Discussion:
Apparent optimiser bug breaks compiled code (2.1.0-alpha)
Alexander Gall
2014-09-30 07:34:31 UTC
Permalink
I'm currently working on an implementation of a pure Lua Bloom filter for
the Snabb Switch project (https://github.com/SnabbCo/snabbswitch, my code
isn't public yet, though). I just spent a week puzzling over extremely
weird anomalies of my code that only occurs when it is compiled. I could
finally narrow it down to the attached simple standalone program, which is
a variant of the Murmur3 hash function. In particular, it's a simplified
version of MurmurHash3_x64_128 as per the reference implementation at
https://code.google.com/p/smhasher/source/browse/trunk/MurmurHash3.cpp,
applicable to one-byte values.

The code was distilled down to the bare minimum that exhibits a similar
anomaly as my Bloom filter code, namely that it behaves differently when it
is compiled as when it is not compiled. What it does is simply hashing the
one-byte value 0x01 15 times in a loop and comapring the lowest 32 bits of
the 128-bit hash value to the expected number 0x8374fe16 (the code is not
endian-save, so if you run it on a big-endian machine, that number will
differ).

The manner in which the hash value is stored and accessed from the loop may
look weird, but it should work correctly when compiled nevertheless, I
believe.

When executed with the compiler turned off, all is fine

$ luajit -v
LuaJIT 2.1.0-alpha -- Copyright (C) 2005-2014 Mike Pall. http://luajit.org/
$ luajit -joff murmur.lua
All fine

But with JIT turned on

$ luajit -jon murmur.lua
Expected 8374fe16, got 8374fe16 12 true deadbeef
Expected 8374fe16, got 8374fe16 13 true deadbeef
Expected 8374fe16, got 8374fe16 14 true deadbeef
Expected 8374fe16, got 8374fe16 15 true deadbeef

Note that I use hotloop=10. Changing this will cause the effect to be
delayed until the number of iterations exceeds the value of of that
parameter. This is clearly due to the fact the code is interpreted up to
that point and thus works as expected.

What seems to be happening is that as soon as the loop is compiled, the
assignment of the variable foo as well as the expression in the if
statement operate on the value that was set before the hash is calculated.
However, that value is always overwritten by the hash function.
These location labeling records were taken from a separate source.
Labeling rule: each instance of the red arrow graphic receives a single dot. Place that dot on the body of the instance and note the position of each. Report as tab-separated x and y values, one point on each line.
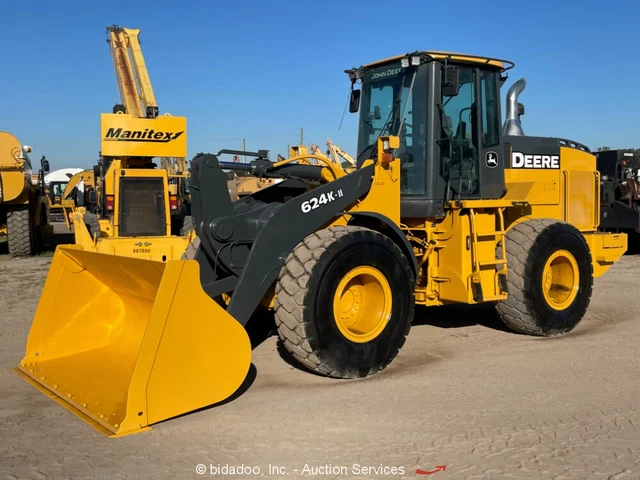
439	468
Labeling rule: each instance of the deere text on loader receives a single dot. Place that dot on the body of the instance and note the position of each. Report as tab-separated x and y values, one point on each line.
445	207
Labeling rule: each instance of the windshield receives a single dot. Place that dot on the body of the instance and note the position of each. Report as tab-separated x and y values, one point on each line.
394	103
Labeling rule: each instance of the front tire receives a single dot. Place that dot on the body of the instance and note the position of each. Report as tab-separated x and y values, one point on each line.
334	309
550	278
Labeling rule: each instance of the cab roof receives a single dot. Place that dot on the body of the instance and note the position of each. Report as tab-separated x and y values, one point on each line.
454	57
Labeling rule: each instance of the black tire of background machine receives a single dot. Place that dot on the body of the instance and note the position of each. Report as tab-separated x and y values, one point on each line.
20	236
529	245
304	301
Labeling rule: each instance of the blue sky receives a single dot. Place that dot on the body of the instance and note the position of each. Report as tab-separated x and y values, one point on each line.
262	70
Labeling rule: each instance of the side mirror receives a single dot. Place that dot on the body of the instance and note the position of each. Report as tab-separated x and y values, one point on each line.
354	101
451	82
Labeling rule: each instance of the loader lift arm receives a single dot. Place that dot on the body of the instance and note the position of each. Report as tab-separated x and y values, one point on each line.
245	244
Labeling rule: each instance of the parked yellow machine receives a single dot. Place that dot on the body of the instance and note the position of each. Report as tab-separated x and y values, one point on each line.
24	217
446	206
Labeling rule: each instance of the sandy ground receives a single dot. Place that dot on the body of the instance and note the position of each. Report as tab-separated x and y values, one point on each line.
463	393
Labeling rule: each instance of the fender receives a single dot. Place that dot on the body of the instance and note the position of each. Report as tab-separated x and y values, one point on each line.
386	226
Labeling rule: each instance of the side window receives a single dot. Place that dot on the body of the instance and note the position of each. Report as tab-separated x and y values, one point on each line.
460	123
490	110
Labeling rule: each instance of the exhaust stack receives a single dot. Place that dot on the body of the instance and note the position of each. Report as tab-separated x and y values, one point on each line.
512	125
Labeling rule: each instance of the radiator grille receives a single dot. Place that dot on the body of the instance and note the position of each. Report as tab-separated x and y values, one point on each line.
142	209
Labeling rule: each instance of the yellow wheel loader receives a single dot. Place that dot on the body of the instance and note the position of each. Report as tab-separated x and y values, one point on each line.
24	216
446	206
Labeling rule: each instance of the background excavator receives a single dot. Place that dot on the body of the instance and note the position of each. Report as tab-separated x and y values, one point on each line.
24	213
141	209
446	206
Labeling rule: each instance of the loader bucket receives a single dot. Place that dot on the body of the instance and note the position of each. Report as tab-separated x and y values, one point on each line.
124	343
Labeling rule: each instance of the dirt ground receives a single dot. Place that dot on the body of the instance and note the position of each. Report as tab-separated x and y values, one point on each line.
464	394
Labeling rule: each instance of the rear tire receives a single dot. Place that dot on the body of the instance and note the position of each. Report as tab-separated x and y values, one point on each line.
307	302
546	300
20	232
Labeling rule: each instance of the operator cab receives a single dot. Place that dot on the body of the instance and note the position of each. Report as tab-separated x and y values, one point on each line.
445	108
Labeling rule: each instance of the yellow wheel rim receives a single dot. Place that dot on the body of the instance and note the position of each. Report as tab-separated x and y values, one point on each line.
362	304
560	280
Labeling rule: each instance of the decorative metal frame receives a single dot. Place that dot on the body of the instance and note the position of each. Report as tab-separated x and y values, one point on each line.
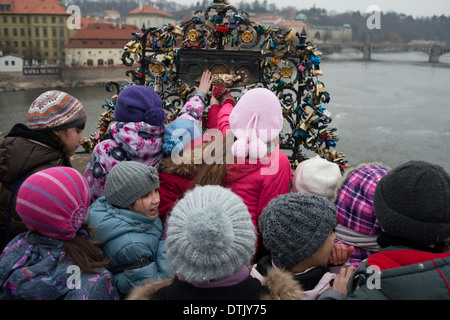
172	58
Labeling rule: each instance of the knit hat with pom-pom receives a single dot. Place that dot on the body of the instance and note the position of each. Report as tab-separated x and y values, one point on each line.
210	234
295	225
138	103
256	120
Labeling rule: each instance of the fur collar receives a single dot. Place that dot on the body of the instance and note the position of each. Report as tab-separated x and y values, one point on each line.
350	171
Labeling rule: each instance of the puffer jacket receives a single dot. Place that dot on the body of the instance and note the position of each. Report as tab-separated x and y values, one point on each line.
126	237
402	273
36	269
279	285
23	151
129	141
256	181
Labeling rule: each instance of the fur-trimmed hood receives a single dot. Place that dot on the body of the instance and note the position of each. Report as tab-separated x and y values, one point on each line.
279	285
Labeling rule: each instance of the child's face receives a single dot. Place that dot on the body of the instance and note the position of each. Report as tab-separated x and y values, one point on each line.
148	204
72	139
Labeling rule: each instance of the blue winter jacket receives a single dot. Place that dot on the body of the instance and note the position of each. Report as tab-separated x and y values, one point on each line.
37	269
126	237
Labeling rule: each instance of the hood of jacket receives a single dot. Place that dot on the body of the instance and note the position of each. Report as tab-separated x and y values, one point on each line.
138	139
23	150
111	222
279	285
266	166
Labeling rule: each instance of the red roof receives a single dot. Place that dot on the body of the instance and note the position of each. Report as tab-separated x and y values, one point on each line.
34	7
147	9
102	35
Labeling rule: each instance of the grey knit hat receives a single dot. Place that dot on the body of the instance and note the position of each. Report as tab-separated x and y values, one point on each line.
295	225
128	181
210	234
413	202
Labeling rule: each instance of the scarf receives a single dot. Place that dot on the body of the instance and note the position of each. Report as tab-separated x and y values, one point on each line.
357	239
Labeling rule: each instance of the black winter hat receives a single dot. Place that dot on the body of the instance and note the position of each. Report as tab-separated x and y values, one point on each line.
413	202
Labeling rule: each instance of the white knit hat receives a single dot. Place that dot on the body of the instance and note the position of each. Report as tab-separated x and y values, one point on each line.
210	234
317	176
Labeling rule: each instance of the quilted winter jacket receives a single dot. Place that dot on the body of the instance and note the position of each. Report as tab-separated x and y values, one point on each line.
126	237
406	274
35	269
22	151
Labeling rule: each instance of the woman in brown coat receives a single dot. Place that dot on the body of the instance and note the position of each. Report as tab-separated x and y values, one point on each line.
54	132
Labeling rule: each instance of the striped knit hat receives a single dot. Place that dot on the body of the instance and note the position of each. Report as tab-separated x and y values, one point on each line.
54	202
55	110
128	181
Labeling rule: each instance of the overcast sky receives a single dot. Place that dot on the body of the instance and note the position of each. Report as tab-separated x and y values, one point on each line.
414	8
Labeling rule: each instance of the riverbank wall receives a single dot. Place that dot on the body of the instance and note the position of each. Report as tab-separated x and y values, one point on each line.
67	77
The effect disappears if any of the following optimizations are turned off:
fold, cse, fwd. This is why I suspect a bug in the JIT optimizer code.

I checked the current HEAD of the v2.1 branch as well as random older
versions of that branch. All of them exhibit this problem.
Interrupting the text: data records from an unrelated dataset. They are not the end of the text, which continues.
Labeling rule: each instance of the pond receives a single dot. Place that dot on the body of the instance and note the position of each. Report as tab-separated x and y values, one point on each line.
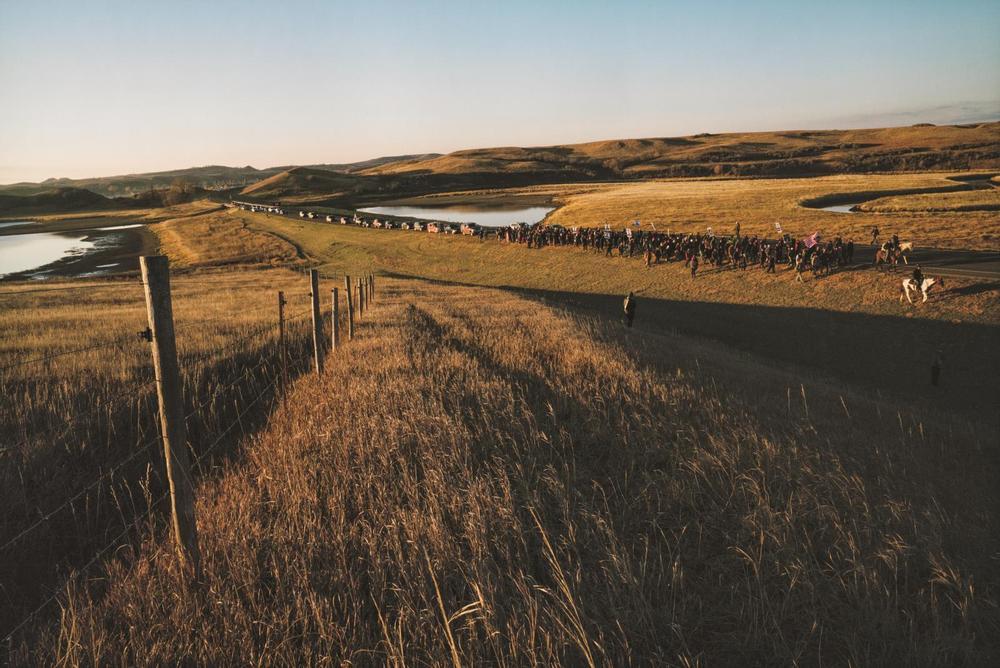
76	253
490	216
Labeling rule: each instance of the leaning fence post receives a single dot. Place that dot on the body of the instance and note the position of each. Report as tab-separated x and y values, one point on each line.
350	308
361	298
317	322
281	341
335	336
156	284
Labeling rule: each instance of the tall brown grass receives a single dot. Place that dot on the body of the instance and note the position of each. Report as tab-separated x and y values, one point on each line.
480	478
79	450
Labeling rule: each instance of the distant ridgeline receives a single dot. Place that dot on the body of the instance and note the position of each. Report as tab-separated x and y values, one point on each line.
761	154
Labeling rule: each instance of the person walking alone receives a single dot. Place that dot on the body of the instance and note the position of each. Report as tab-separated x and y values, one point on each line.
629	309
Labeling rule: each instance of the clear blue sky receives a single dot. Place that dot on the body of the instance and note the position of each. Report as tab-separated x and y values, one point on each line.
96	88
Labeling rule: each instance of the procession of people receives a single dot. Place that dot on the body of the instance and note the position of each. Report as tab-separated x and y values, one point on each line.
694	249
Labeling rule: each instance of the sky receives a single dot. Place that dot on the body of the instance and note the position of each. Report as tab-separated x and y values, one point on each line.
100	87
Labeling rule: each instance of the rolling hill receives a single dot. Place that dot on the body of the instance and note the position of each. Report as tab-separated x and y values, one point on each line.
758	154
299	181
210	177
54	200
788	153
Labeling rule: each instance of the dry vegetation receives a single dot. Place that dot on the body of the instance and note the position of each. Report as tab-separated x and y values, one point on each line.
693	205
850	325
81	218
789	153
79	401
221	238
513	485
971	200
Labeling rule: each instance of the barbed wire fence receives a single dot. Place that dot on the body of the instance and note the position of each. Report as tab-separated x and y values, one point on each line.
191	415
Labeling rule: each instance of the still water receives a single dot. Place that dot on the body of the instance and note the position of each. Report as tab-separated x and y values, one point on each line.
77	253
492	216
21	252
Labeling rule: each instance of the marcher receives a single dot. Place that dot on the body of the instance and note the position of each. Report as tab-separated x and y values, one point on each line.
629	309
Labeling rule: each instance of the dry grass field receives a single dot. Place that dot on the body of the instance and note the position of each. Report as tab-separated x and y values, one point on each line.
972	200
746	153
221	238
53	222
512	484
693	205
760	472
850	325
79	400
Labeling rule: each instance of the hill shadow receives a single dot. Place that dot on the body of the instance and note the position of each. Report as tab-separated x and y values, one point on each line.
891	354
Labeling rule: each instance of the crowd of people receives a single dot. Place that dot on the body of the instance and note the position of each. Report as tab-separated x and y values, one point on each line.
735	251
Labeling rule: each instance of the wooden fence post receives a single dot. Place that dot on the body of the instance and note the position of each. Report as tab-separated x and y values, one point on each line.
361	298
281	341
350	308
317	322
336	322
156	284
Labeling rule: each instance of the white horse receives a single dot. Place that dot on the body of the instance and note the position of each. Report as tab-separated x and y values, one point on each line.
910	285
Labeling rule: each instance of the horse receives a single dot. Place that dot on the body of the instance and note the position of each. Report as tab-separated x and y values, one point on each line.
904	251
910	285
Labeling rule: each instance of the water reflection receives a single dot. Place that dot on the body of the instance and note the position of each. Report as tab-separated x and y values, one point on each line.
483	215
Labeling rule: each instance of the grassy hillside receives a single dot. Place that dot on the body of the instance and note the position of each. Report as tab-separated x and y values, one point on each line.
850	325
510	484
53	200
299	184
79	406
743	154
973	200
212	177
793	153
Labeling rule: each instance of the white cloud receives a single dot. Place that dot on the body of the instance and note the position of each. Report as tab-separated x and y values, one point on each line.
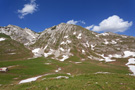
75	22
113	24
89	27
28	9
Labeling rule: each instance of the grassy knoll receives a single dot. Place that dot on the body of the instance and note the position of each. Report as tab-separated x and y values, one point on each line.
82	77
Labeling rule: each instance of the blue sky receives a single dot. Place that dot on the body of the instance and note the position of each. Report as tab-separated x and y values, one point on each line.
98	15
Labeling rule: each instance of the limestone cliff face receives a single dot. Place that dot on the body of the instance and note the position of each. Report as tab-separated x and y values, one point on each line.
25	36
66	40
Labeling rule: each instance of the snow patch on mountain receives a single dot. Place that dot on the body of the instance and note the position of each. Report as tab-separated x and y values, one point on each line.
79	36
92	46
38	52
130	66
59	69
49	53
2	39
65	36
62	49
64	58
67	42
74	33
128	53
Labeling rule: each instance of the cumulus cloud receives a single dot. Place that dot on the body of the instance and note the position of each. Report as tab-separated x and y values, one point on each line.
112	24
75	22
29	8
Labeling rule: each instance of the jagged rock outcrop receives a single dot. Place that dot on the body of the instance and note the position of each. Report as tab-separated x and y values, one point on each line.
25	36
65	41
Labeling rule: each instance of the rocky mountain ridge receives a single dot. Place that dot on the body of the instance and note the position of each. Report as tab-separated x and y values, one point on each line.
67	41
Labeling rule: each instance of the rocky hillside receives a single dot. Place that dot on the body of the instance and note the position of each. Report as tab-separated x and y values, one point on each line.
25	36
12	50
67	41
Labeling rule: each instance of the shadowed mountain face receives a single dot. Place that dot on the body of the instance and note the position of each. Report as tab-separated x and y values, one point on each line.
65	41
12	50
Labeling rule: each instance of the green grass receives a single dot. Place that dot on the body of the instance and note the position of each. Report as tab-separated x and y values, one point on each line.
25	69
81	82
83	75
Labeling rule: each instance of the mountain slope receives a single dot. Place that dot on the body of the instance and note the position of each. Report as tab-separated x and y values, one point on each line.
65	40
25	36
12	50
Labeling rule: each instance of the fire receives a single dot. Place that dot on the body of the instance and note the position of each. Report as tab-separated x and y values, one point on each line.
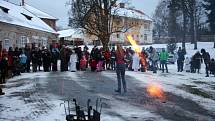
155	90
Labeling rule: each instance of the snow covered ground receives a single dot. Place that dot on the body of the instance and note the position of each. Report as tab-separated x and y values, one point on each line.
37	96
Any insights would be highly appreciated.
--
Alex
Mike Pall
2014-09-30 12:16:27 UTC
Permalink
Post by Alexander Gall
The manner in which the hash value is stored and accessed from the loop may
look weird, but it should work correctly when compiled nevertheless, I
believe.
Nope, you're violating the strict aliasing rules. You're storing
via a 64 bit pointer and loading via another 32 bit pointer. The
compiler is free to optimze out your 32 bit check.
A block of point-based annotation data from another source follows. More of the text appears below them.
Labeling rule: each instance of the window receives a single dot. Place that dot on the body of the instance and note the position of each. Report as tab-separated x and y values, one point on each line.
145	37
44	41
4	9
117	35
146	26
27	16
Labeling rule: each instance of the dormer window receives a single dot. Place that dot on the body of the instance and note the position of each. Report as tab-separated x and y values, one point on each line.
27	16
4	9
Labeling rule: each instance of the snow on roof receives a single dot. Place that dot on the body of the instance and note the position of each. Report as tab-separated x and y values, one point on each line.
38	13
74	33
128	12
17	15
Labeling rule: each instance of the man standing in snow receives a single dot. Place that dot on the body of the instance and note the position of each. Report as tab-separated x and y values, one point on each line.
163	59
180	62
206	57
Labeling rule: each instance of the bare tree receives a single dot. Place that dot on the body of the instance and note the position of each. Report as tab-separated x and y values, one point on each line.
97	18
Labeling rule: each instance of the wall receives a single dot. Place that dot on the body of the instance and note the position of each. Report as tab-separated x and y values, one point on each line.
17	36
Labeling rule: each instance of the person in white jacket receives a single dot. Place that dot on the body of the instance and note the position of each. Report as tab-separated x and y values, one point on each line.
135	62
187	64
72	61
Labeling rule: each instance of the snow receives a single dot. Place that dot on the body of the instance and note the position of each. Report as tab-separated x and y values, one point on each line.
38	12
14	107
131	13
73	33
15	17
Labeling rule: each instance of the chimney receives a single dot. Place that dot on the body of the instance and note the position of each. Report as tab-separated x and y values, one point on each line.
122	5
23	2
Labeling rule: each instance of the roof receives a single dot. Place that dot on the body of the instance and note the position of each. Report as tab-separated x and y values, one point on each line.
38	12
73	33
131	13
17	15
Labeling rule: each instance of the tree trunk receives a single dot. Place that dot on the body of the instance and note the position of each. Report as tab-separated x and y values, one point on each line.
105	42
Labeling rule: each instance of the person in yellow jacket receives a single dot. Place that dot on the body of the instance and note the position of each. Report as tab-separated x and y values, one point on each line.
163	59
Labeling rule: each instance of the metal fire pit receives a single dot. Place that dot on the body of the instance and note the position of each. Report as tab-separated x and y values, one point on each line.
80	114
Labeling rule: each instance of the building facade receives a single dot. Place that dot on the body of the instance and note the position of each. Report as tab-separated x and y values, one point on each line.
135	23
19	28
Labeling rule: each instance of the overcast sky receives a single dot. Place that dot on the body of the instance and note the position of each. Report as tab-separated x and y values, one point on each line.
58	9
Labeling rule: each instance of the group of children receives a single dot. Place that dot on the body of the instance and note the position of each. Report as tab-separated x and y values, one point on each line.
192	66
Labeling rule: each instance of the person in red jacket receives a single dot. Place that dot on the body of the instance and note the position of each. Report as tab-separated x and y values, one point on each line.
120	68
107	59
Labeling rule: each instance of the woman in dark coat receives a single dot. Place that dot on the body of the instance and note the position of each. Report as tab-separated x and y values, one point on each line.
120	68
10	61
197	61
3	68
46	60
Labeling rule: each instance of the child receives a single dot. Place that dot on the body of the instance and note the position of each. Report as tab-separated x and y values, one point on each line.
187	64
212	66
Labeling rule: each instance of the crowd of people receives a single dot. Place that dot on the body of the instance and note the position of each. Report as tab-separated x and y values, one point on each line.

Use a union and consistently dereference from the _same_ variable
that holds the union. That's the only allowed exception from the
strict aliasing rules. E.g.: uu.u64[0] = x; y = uu.u32[0]


Also, you should read up on the Lua BitOp semantics. You never
need a 'band(expr, max64)'. You either pass the expression to the
next bit operation, which performs the coercion, anyway. Or use
tobit() if it's not a bit operation.

Also, since you're using 64 bit cdata numbers: they already wrap
around on overflow and they don't have the range problem with
multiplication, either. And you should initialize h1, h2, k1, k2
with 0ULL and not 0, which avoids coercion issues, too.

--Mike
Alexander Gall
2014-09-30 12:34:27 UTC
Permalink
The aliasing rule has indeed escaped me so far. This probably explains the
other issues I've been having and did not understand.

Thanks!
--
Alex
Post by Mike Pall
Post by Alexander Gall
The manner in which the hash value is stored and accessed from the loop
may
Post by Alexander Gall
look weird, but it should work correctly when compiled nevertheless, I
believe.
Nope, you're violating the strict aliasing rules. You're storing
via a 64 bit pointer and loading via another 32 bit pointer. The
compiler is free to optimze out your 32 bit check.
Use a union and consistently dereference from the _same_ variable
that holds the union. That's the only allowed exception from the
strict aliasing rules. E.g.: uu.u64[0] = x; y = uu.u32[0]
Also, you should read up on the Lua BitOp semantics. You never
need a 'band(expr, max64)'. You either pass the expression to the
next bit operation, which performs the coercion, anyway. Or use
tobit() if it's not a bit operation.
Also, since you're using 64 bit cdata numbers: they already wrap
around on overflow and they don't have the range problem with
multiplication, either. And you should initialize h1, h2, k1, k2
with 0ULL and not 0, which avoids coercion issues, too.
--Mike
Alexander Gall
2014-10-07 11:41:34 UTC
Permalink
This post might be inappropriate. Click to display it.
Mike Pall
2014-10-08 20:14:02 UTC
Permalink
Post by Alexander Gall
In the current state, the calculation of the hash of the input
data starts to fail when the code is optimizied, but strangely enough
I've found a problem with fused loads of constants under high
register pressure.

Thank you for the test case! Fixed in the git repository.
Post by Alexander Gall
A remark about the Bloom filter code: it contains loops with a low
number of iterations (4 in this example), which is fixed and known
when the filter is created. The code uses an automated "loop unroller"
to, well, unroll these loops. This hack has sped up processing
considerably (avoidance of trace aborts due to loop unrolling by the
compiler and improved optimizaton to eliminate GC overhead). I'd be
interested to learn whether that's actually a good thing to do or has
any drawbacks (like causing the effect I'm seeing here ;)
Well ... high register pressure, lots of spills etc.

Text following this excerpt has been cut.